Soyinka a fait état de la forte probabilité que des « ex-officiers militaires et agents de sécurité en activité tentent d’écarter les candidats politiques et d’utiliser les troubles comme une excuse pour mettre en place un gouvernement intérimaire. La nature du gouvernement intérimaire visant à faire croire qu’il ne s’agirait pas vraiment d’une intervention militaire. Quelques dirigeants politiques, civils connus, vont donner le vernis de la structure civile, mais, fondamentalement, il s’agit d’une intervention militaire ».

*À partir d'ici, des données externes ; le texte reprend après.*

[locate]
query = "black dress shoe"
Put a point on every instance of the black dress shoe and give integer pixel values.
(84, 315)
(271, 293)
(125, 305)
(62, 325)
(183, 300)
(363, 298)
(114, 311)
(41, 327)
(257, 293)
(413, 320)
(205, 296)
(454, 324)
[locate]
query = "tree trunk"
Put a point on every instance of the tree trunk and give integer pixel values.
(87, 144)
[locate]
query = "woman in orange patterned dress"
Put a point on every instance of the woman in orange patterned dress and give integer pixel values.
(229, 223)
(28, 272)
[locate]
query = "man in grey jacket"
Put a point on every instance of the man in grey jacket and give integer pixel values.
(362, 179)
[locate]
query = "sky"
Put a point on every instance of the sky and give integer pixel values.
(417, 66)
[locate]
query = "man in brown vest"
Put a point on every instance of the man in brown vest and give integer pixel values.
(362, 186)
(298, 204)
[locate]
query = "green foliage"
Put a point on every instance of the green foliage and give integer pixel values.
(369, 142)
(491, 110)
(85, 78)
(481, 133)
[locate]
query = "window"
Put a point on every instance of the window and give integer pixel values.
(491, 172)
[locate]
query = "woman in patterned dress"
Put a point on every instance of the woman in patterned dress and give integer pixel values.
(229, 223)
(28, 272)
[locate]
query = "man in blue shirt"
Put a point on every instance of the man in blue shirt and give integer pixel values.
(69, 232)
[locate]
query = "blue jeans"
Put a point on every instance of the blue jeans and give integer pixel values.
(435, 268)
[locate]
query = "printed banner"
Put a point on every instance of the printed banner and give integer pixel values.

Soyinka affirme que le Nigeria est sur le chemin d’un État défaillant. S’exprimant sur le sort des 200 et plus écolières enlevées par le groupe terroriste Boko Haram dans le nord du Nigeria il y a un an, il a exprimé peu d’espoir que «la majorité d’entre elles puisse être jamais retrouvée. Malgré les gains militaires faites par les troupes coalisées du Nigeria, du Cameroun voisin du Niger, et du Tchad,( aucune mention du Bénin de Yayi et de ses 700 soldats) Soyinka estime qu’il n’y a aucune chance d’une victoire rapide sur le groupe djihadiste. «Il faudra au moins une génération pour éradiquer totalement ce phénomène. L’armée n’aurait pas dû faire face à Boko Haram à ce niveau d’offensive si l’action appropriée avait été prise au bon moment. C’est mon plus grand reproche au gouvernement de Jonathan ».
Soyinka déplore également l’orientation de plus en plus agressive que prend la campagne électorale au Nigeria. Récemment, l’épouse du président Jonathan, Dame Patience, a appelé les partisans de son mari à lapider ceux qui appellent au changement. Les observateurs politiques ont vu cela comme un appel à la violence contre le principal parti d’opposition, l’APC, qui fait campagne sur le thème du changement.
Soyinka a dit à DW que tandis qu’il ne soutient pas l’initiative de l’Opposition APC de porter plainte contre Madame Patience Jonathan auprès de la Cour pénale internationale, ses commentaires ne restent pas moins inacceptables.
« Ce qu’elle a dit est totalement inacceptable. Je ne la considère plus comme la première dame du Nigeria », a-t-il dit.